Germany: Spätzle, Bratwurst, und Rotkohl

Sometimes you think you have a decent grasp on how large a project is going to be and then other times it becomes 10 times more complicated, messy and time consuming than you thought. Well… spätzle was one such adventure…

In layman’s english terms we had cheesy egg noodle things, with sausage and sweet pickled red cabbage for dinner. I was worried about this one, as the meal came together I was getting more concerned as to whether or not we would be eating ham sandwiches for dinner if this meal didn’t work out…. but it surprised us all! The juicy sausages with the rich cheese ‘pasta’ and the sweet acidic cabbage- the meal was well balanced and delicious!
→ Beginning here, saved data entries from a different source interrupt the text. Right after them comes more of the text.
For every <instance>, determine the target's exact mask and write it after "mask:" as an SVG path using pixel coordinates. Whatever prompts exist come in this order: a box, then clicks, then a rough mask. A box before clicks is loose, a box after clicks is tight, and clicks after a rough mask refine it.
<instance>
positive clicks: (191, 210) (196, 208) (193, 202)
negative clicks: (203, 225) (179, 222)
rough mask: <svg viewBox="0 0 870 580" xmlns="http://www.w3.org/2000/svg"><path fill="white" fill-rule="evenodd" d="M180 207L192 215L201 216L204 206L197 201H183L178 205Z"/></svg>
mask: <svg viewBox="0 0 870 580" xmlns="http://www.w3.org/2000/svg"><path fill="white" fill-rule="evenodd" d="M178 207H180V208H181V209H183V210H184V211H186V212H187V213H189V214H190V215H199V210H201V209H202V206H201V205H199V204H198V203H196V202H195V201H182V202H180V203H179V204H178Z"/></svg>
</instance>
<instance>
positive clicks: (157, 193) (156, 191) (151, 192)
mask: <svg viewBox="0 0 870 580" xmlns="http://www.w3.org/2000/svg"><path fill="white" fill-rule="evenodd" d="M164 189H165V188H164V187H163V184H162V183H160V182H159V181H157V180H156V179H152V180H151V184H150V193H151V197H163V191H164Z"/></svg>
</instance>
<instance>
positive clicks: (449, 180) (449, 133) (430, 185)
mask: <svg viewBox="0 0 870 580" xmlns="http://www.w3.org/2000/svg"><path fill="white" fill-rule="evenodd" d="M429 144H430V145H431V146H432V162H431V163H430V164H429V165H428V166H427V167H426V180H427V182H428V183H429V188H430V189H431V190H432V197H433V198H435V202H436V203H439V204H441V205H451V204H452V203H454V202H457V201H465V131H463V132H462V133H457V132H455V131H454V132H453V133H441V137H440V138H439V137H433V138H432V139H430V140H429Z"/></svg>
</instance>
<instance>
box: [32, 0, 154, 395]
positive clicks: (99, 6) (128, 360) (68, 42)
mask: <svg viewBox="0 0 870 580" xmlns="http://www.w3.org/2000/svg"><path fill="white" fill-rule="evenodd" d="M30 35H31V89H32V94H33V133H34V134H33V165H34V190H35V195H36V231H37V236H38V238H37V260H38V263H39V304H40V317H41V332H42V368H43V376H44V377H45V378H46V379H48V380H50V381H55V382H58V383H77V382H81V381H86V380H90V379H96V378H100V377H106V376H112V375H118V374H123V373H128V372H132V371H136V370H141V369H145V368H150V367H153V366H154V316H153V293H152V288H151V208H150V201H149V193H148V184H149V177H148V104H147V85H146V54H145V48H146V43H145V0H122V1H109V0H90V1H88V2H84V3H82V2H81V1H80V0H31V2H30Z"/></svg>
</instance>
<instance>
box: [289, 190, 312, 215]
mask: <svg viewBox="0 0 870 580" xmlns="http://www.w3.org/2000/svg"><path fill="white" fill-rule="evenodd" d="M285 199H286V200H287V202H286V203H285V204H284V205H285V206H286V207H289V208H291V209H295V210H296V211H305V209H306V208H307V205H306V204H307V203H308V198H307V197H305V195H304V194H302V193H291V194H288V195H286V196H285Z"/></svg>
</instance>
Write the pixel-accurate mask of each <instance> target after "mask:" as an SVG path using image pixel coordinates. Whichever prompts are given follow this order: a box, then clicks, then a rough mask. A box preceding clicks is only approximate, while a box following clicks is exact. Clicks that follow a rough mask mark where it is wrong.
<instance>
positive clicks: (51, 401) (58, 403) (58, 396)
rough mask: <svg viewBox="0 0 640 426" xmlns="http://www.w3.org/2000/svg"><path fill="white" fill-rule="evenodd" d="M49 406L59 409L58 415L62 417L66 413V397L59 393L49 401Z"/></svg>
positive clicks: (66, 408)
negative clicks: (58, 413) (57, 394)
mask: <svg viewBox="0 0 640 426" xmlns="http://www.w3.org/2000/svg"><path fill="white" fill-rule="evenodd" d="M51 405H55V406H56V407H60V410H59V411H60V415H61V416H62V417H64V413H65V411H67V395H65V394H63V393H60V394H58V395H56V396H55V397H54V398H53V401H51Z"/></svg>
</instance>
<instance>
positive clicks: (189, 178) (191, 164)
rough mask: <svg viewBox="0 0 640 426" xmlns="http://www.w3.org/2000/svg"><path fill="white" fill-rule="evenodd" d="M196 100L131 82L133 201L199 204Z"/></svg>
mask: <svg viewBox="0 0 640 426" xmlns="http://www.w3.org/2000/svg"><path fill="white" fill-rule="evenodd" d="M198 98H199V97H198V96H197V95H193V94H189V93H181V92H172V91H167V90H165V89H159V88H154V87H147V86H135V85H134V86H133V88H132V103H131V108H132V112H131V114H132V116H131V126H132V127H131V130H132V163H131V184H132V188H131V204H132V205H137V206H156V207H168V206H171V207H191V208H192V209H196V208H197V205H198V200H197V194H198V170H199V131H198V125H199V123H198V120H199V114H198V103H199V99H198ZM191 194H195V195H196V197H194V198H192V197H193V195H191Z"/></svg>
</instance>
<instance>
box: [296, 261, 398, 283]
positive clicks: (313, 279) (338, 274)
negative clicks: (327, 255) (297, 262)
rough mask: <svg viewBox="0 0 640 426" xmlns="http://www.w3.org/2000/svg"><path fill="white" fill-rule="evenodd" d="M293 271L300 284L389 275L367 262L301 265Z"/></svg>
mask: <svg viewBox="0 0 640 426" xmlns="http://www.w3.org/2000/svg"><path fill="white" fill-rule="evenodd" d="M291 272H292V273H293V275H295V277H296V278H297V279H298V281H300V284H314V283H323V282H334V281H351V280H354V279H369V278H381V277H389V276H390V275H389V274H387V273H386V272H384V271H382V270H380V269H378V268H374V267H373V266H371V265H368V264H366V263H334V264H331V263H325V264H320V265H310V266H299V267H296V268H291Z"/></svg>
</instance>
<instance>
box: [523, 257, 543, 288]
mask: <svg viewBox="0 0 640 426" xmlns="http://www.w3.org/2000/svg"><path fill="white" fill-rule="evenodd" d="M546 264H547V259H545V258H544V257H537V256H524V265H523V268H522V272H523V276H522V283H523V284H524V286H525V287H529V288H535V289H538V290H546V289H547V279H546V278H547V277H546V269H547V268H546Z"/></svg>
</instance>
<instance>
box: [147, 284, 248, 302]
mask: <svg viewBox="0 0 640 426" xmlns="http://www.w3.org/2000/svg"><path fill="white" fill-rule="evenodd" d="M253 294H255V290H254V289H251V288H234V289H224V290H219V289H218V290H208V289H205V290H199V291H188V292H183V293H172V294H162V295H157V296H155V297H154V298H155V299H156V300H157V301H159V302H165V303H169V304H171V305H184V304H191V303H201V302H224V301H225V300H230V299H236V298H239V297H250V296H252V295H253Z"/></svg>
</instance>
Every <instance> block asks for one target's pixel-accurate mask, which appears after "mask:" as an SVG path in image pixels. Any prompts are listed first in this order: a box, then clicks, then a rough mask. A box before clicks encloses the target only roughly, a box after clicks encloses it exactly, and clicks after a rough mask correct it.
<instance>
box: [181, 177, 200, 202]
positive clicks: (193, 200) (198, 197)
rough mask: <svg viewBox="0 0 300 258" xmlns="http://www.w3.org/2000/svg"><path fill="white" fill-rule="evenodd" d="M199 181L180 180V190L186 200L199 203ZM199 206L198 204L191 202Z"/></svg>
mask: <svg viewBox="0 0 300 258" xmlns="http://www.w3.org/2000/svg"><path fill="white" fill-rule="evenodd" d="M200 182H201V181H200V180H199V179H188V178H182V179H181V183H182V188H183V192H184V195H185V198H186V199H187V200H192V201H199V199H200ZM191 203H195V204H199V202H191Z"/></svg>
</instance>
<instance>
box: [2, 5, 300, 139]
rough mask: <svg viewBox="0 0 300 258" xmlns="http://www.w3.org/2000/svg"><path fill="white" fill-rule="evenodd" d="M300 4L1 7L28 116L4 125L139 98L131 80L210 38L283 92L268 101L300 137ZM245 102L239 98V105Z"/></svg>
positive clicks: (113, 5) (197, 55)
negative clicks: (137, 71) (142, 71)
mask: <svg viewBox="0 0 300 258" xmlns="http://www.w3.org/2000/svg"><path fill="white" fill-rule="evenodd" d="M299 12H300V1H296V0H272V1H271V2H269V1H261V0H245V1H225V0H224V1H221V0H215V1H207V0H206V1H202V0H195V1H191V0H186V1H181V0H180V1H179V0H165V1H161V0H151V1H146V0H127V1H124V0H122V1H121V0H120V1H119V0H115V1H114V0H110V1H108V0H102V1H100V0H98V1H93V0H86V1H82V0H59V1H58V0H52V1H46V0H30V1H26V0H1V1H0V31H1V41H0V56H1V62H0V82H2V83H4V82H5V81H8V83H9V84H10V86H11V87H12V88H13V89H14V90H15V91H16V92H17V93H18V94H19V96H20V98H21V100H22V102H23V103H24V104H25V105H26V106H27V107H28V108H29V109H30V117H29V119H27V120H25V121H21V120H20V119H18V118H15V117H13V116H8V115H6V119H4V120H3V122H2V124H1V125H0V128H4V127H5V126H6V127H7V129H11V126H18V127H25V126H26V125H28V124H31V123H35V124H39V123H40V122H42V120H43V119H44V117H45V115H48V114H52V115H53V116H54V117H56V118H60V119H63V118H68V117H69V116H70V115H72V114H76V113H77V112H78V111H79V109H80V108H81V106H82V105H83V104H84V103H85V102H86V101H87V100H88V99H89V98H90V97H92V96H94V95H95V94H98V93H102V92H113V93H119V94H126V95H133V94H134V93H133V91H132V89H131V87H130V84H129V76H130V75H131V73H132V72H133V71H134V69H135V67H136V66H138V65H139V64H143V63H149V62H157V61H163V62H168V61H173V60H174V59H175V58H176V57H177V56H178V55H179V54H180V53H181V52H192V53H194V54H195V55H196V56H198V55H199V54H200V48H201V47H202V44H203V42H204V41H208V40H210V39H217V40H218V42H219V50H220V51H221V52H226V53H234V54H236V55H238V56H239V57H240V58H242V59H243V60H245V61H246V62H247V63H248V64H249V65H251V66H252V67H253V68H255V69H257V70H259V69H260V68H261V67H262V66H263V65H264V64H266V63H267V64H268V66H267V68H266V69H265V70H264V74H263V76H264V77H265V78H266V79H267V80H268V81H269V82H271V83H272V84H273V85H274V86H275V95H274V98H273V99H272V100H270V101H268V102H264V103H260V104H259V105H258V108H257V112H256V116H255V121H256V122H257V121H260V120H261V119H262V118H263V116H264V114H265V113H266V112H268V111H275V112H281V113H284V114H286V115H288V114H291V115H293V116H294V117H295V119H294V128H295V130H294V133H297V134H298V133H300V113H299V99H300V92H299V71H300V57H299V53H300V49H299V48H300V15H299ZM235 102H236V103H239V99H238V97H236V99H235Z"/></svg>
I bought some beer bratwursts at out local discount grocery. I cooked them in a hot dry pan, flipping them periodically till the centers reached 165. That was it for the wurst, so easy!

For the Rotkohl I pulled out my mandoline and kicked Martin out of the kitchen while I used it. Rational or not, mandolines freak me out and I want Martin to start kindergarten with all 10 fingers! Once I was done cutting and the tool was safely out of the way, Martin rejoined me as we started to cook the cabbage in a pot. Its the type of recipe that you cook for a long while occasionally stirring. So we actually did this recipe first so that it could continue to cook while we made the rest of dinner. I made it with half a head of cabbage but kept the rest of the ingredients the same. We still had a lot of left overs but it was delicious! You can find that recipe here:

Next came the epic-mess-maker, the dear-Lord-why-am-I-doing-this-with-my-3-year-old?! Spätzle! I have zero pictures of any of this process, for that I’m sorry so I will do my best to accurately describe the scene.

First, what is spätzle? Well it is a type of egg noodle. A simple spiced batter is made, then small droplets are dropped into simmering water in small batches. The water cooks the spätzle and when it is done it begins to float! You then scoop the cooked noodles out of the pot and place them in ice water to stop the cooking. From here you can eat it cold, add cheese, gravy or add it to other dishes- the possibilities are endless!

Now for our experience…

The spätzle mixture is like pancake batter, thin but thick. You can either use a spätzle maker or a wide colander, or a large holed grater to form the ‘noodles’; I opted for the latter. Martin would ladle this thin batter onto a paddle grater. I would then, very quickly, transfer it over a pot of simmering water (as it was dripping out the holes). Then use a spatula to force the rest of the batter into the water. Repeat till all the batter is done, stopping every 3 scoopfuls to lift the cooked spätzle out of the pot and into a bowl of ice water.

Once all the batter was cooked, I transferred half the cooked spätzle into a pan with butter and some grated swiss and gruyère cheese. Once the cheese was melted it is ready to serve!

One important and unique thing to note is the spice in spätzle, the recipe calls for fresh grated nutmeg. Unfortunately, I didn’t have any but Google told me Pumpkin Pie Spice was a good substitute, so thats what I used. For all its mess, we had fun and Martin kept telling me how much he loved making spätzle… so was it worth it? 100% YES!!

If you want to brave making this one and are prepared for the messy cleanup to follow then try it out! You can find the recipe I used here:

In the end our trip to Germany for dinner was epic, and so worth it!